Closed
Bug 1093196
Opened 10 years ago
Closed 7 years ago
reschedule HSTS and HPKP automatic updates to run daily, and be visible on treeherder
Categories
(Infrastructure & Operations Graveyard :: CIDuty, task, P5)
Infrastructure & Operations Graveyard
CIDuty
Tracking
(Not tracked)
RESOLVED
FIXED
People
(Reporter: keeler, Assigned: aobreja)
References
Details
Attachments
(3 files)
1.77 KB,
patch
|
kmoir
:
review+
aobreja
:
checked-in+
|
Details | Diff | Splinter Review |
1.79 KB,
patch
|
Details | Diff | Splinter Review | |
116.77 KB,
image/png
|
Details |
The HSTS and HPKP automatic update scripts aren't quite fool-proof yet (see e.g. bug 1092606), and they occasionally break the build. It's particularly a bummer when this happens since they're currently scheduled to happen on Saturdays, when nobody is around. Let's re-schedule for something like Thursday mornings.
Comment 1•10 years ago
|
||
What do you want to do, among things that are possible, when-not-if it loses a push race? The reason they run Saturday morning is because nobody wants to write the code to deal with someone else pushing between the time the updater pulls and when it pushes.
![]() |
Reporter | |
Comment 2•10 years ago
|
||
The scripts update files that only they touch (i.e. normally no human-initiated commit touches those files). If there's a push between the time the scripts check out and when they check in, in the majority of cases an automatic merge should be successful. If not, they can abandon the attempted changes and send an email that they failed or something.
![]() |
Reporter | |
Comment 5•8 years ago
|
||
Sure, we could (note that the HSTS updater takes on the order of an hour (the HPKP updater is faster)).
Flags: needinfo?(dkeeler)
Comment 6•8 years ago
|
||
OOC, why do they check in this error log? https://dxr.mozilla.org/mozilla-central/source/security/manager/ssl/StaticHPKPins.errors
Would those be better as logs in the Treeherder job?
![]() |
Reporter | |
Comment 7•8 years ago
|
||
Yeah - as long as they're accessible somewhere, I don't think we need to check (either of) the error logs in.
Updated•8 years ago
|
Summary: reschedule HSTS and HPKP automatic updates for Thursday mornings (PST) or something → reschedule HSTS and HPKP automatic updates to run daily, and be visible on treeherder
Updated•8 years ago
|
Component: General Automation → Buildduty
QA Contact: catlee → bugspam.Callek
Comment 8•8 years ago
|
||
That's a bit of a problem with our plans for autoland, in that we want to never have merges when we "merge" autoland to m-c, which requires that there not be anything on m-c which isn't on autoland below the merge point, so having this land on m-c every day would require that it happen at a time when a sheriff is available to merge it to autoland, and then autoland couldn't be merged back until after that push, or whatever push above it has backed out everything busted, had finished PGO builds.

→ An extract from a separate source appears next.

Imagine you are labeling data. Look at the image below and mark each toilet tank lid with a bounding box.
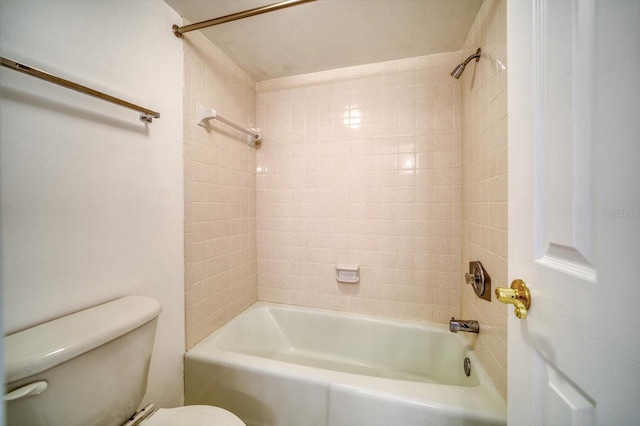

We could half-ass around it by just having actual merges from autoland for a while, until the ocean boils and there are hardly any pushes going to mozilla-inbound and this can be switched to push there without much fear of push races, but ideal would be either teaching this how to deal with push races or even prettier, teach it to do whatever it would take to let autoland do its landing for it.
Assignee | ||
Comment 9•8 years ago
|
||
Could you tell me please on which server I could see these logs that are been generating on each Saturday ?
Flags: needinfo?(dkeeler)
![]() |
Reporter | |
Comment 10•8 years ago
|
||
https://archive.mozilla.org/pub/firefox/tinderbox-builds/mozilla-central-linux64/
https://archive.mozilla.org/pub/firefox/tinderbox-builds/mozilla-aurora-linux64/
https://archive.mozilla.org/pub/firefox/tinderbox-builds/mozilla-esr45-linux64/
(they're at the bottom - search for "periodicupdate")
Flags: needinfo?(dkeeler)
Comment 11•8 years ago
|
||
Andrei, you asked earlier in the day re updating treeherder so these jobs appear
I think you need to write a patch to include these jobs,
here
github.com:mozilla/treeherder-service.git
treeherder/etl/buildbot.py
and update the tests as well
tests/etl/test_buildbot.py
you can probably ask questions in #treeherder if you need more details
Assignee | ||
Updated•8 years ago
|
Assignee: nobody → aobreja
Assignee | ||
Comment 12•8 years ago
|
||
The patch for buildbotcustom repository,it should reschedule HSTS and HPKP automatic updates to run daily at 3:02 AM.
Attachment #8798857 -
Flags: review?(kmoir)
Assignee | ||
Comment 13•8 years ago
|
||
Patch that should make these jobs visible on treeherder.
Thanks Kim for the hint.
Attachment #8798858 -
Flags: feedback?(kmoir)
Comment 14•8 years ago
|
||
That's not going to make it visible on treeherder, because just like tbpl before it what treeherder really is is "a list of pushes, and the jobs that are pending/running/finished on them" rather than "a list of jobs, some of them associated with pushes."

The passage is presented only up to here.